# Investing Clubs



## IT Guru (6 April 2008)

HI 

I'm a big Noobie when it comes to investing in the stock market but I've been very curious about it for years.  I've only really taken a big interest in actually learning how the stock market really works in the past few months.  I have taken to the idea of trading Options more than buying and selling stock mainly because there is minimal capital outlay to get started(as I have very little)

I have been learning about Options and how they work, but my knowledge is still very minimal(also have been  to understand some of the strategies).  This is why I would like to know if anyone knows of any Investing clubs or gatherings that I could join(in person, not on the net).  mainly to bounce ideas off each other and learn new strategies.

any websites or resources would be much appreciated.

By the way, great forum guys.


----------



## Timmy (6 April 2008)

IT Guru - I don't know any clubs like this, but am sure there are a few.  Can you let people know where you are (Melbourne, Dubbo, Timbuktu?  Just approximately is fine) that might trigger some more responses?


----------



## IT Guru (6 April 2008)

Hi 

I'm in Adelaide, dont hold that against me its a good place, Really


----------



## battiwallah (6 April 2008)

Try the Australian Shareholders Association.  They have branches in all states and run meetings where you can get to know others in the same situation.
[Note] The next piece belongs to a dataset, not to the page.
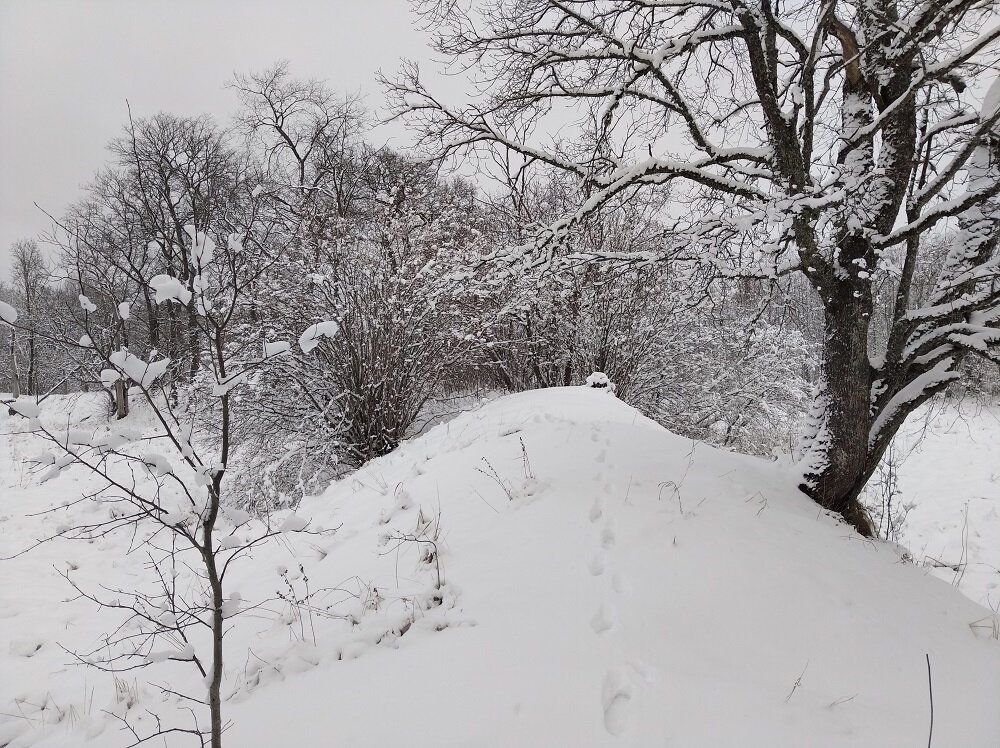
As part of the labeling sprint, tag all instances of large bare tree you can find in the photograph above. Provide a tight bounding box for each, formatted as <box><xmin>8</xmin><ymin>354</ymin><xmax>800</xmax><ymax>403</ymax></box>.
<box><xmin>386</xmin><ymin>0</ymin><xmax>1000</xmax><ymax>534</ymax></box>
<box><xmin>10</xmin><ymin>239</ymin><xmax>48</xmax><ymax>395</ymax></box>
Not exactly an investment club, but a group of like-minded investors with similar aims.  http://www.asa.asn.au/


----------



## IT Guru (6 April 2008)

Thanks mate, looks very helpful


----------



## Dezza (6 April 2008)

You can check out the ASX website: 

http://www.asx.com.au/investor/education/investment_clubs.htm

Might be able to set one up yourself or join another one..


----------



## IT Guru (6 April 2008)

Hi Dezza

I have checked this out one before but I gathered from briefly reading it that I needed to know people that invest and create the club myself.  also I think their definition of creating the club is everyone puts a certain amount of money in and they all decide together what stocks they will purchace and stratergies to use.  but I could be wrong, have been before

Good for some people I guess, when things go sour they can blame each other instead of themselves.
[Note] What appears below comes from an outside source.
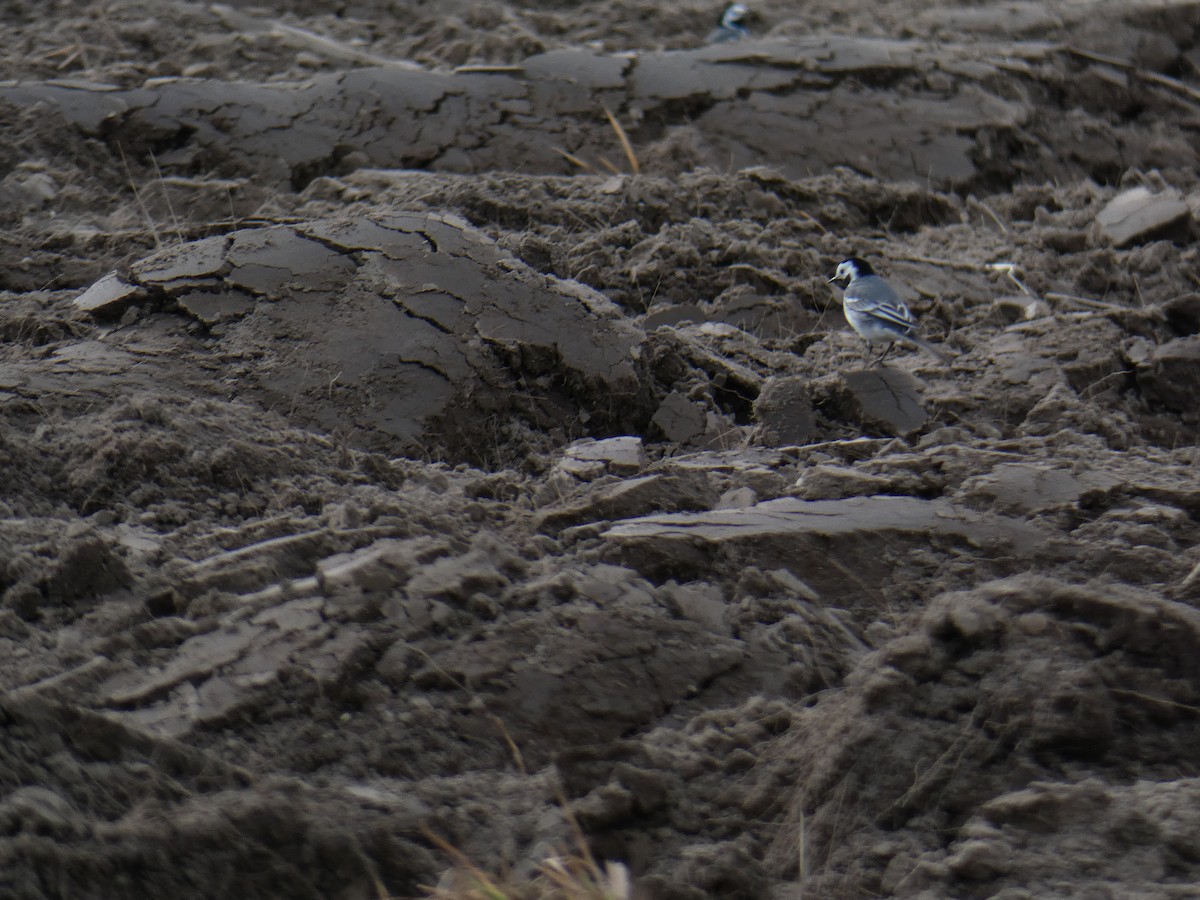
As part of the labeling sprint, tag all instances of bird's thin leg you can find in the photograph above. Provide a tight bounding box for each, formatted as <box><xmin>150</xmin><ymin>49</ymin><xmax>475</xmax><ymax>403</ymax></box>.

I dont like that idea myself, I like to have a general chat to other investors, whether they are at my standard or higher.  Nobody knows everything, one person can always teach another somehting new.  My trade is very simmilar with the training curve, the more people you have around you that are learning the same thing and have simmilar goals, the quicker your learning curve.

cheers


----------



## Greedy_Kev (17 December 2010)

i think the website is called investorpedia.com also comsec i think has some videos.


----------